Avrupa Metal Üreticileri ve Geri Dönüşümcüleri Derneği Eurometaux tarafından yaptırılan Belçika’daki KU Leuven Üniversitesi’nin araştırmasına göre, Avrupa yeşil bir enerji geçişi için gerekli olan önemli metallerin tedarikini güvence altına almak için hızlı hareket ederek geri dönüşüm yapmalı.
Rapora göre, Avrupa geri dönüşüm altyapısına büyük yatırımlar yaparsa 2050 yılına kadar temiz enerji metal ihtiyaçlarının yüzde 40 ila 75’ini kendi kendine yeterli hale getirebilir. Araştırmaya göre, genişleyen temiz teknolojiler önemli miktarda ham metal girdisi gerektirecek ve – en azından ilk aşamalarda – bunun büyük bir kısmının muhtemelen ithal edilmesi gerekecek.
Karbondioksit (CO2) emisyonlarını 2050 yılına kadar “net sıfıra” düşürmek için AB’nin bugün kullandığından “35 kat daha fazla lityuma” ve “giderek daha az bulunan nadir toprak metallerinin miktarının yedi ila 26 katına” ihtiyacı olacak. Enerji geçişi ayrıca çok daha fazla yıllık alüminyum, bakır, silikon, nikel ve kobalt tedariki gerektirecek.
AB bu metallerin çoğu için ithalata bağımlı olmaya devam ediyor ve çalışma, “arz güvenliği konusunda artan endişeler olduğu” konusunda uyarıyor.

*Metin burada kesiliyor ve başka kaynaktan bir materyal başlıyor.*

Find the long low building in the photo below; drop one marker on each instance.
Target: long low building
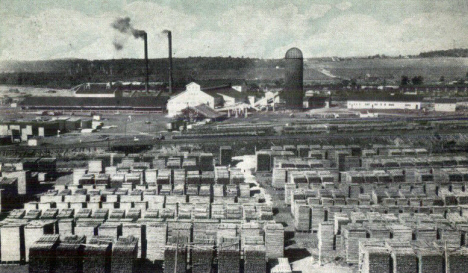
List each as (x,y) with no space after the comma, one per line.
(386,103)
(150,104)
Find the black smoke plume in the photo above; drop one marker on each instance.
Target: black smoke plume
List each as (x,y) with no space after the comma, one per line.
(124,26)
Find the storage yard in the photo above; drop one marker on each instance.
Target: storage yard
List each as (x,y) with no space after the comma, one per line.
(343,205)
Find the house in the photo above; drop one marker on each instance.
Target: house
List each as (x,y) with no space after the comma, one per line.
(445,105)
(386,103)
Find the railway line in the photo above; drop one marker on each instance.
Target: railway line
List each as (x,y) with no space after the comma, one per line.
(215,140)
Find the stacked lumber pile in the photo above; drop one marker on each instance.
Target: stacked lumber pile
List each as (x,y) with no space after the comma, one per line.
(202,254)
(374,257)
(254,259)
(175,257)
(69,254)
(352,234)
(156,234)
(97,256)
(124,255)
(42,254)
(430,260)
(325,239)
(274,240)
(229,255)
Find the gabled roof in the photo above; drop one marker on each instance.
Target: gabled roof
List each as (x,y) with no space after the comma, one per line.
(215,95)
(207,111)
(94,88)
(225,90)
(94,102)
(396,98)
(445,101)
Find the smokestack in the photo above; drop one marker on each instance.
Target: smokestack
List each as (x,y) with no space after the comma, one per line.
(169,37)
(145,38)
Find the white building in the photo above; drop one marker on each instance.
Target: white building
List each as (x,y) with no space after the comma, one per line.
(191,97)
(391,103)
(445,105)
(96,90)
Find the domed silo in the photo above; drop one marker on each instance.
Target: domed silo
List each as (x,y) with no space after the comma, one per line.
(293,92)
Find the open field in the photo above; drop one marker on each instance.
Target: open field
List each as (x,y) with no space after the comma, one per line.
(216,71)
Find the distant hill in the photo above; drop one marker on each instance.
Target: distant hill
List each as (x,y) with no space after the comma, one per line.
(456,52)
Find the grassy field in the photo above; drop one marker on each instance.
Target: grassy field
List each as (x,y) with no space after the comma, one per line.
(430,68)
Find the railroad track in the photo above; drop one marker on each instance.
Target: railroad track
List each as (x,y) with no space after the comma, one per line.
(121,143)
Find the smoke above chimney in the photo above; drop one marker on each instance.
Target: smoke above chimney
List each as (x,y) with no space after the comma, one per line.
(169,38)
(124,26)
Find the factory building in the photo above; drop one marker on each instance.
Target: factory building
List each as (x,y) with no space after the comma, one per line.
(192,96)
(146,104)
(293,91)
(97,90)
(445,105)
(386,103)
(213,97)
(314,102)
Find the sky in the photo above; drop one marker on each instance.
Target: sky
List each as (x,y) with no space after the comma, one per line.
(61,29)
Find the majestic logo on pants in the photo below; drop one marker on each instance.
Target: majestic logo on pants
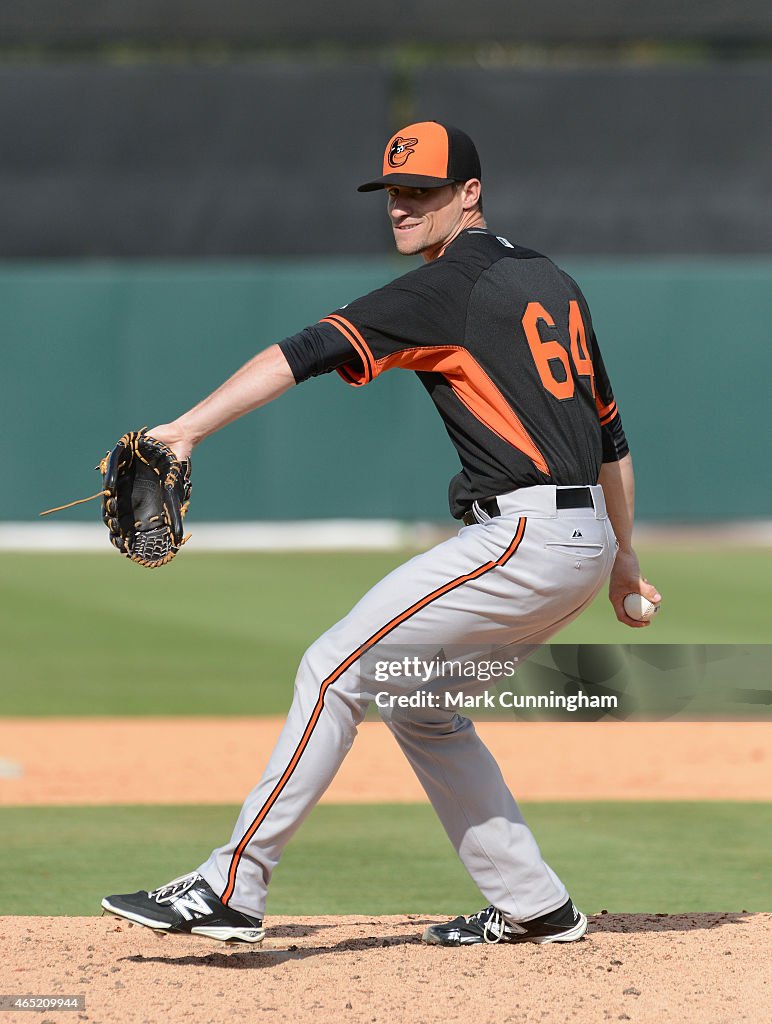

Baş yazar Liesbet Gregoir, “Avrupa’nın birincil metaller için giderek büyüyen arz açığını nasıl kapatacağına acilen karar vermesi gerekiyor. Belirleyici bir strateji olmadan, sürdürülemez tedarikçilere yeni bağımlılıklar riski taşıyor” dedi.
Metal üretimi için kömür gücüne dayanan Çin ve Hindistan, pil metalleri ve nadir topraklar için küresel pazarlara hakim olmaya hazırlanıyor. Avrupa bugün alüminyum, nikel ve bakır için Rusya’ya güveniyor.
Rapora göre, iklim ve sosyal hedeflere ulaşmak için Avrupa’nın daha iyi çevre ve hak kayıtları olan dış tedarikçiler bulması gerekirken, dış kaynaklara daha az bağımlı olmak için yeni madenler ve rafineriler açması gerekecek.
Rapora göre, yeni madenlerin kıtanın ham metal ihtiyacının yüzde beş ila 55’ini karşılaması için “teorik potansiyel” var. Ancak, zamanında faaliyete geçmeleri için projelerin şimdi başlaması gerekiyor.
Çalışma, metal geri dönüşümünün birincil metal üretiminden önemli ölçüde daha az emisyon ürettiğini belirterek, “geri dönüşümün Avrupa’nın uzun vadeli kendi kendine yeterliliğini geliştirmek için en iyi şansı olduğu” sonucuna varıyor.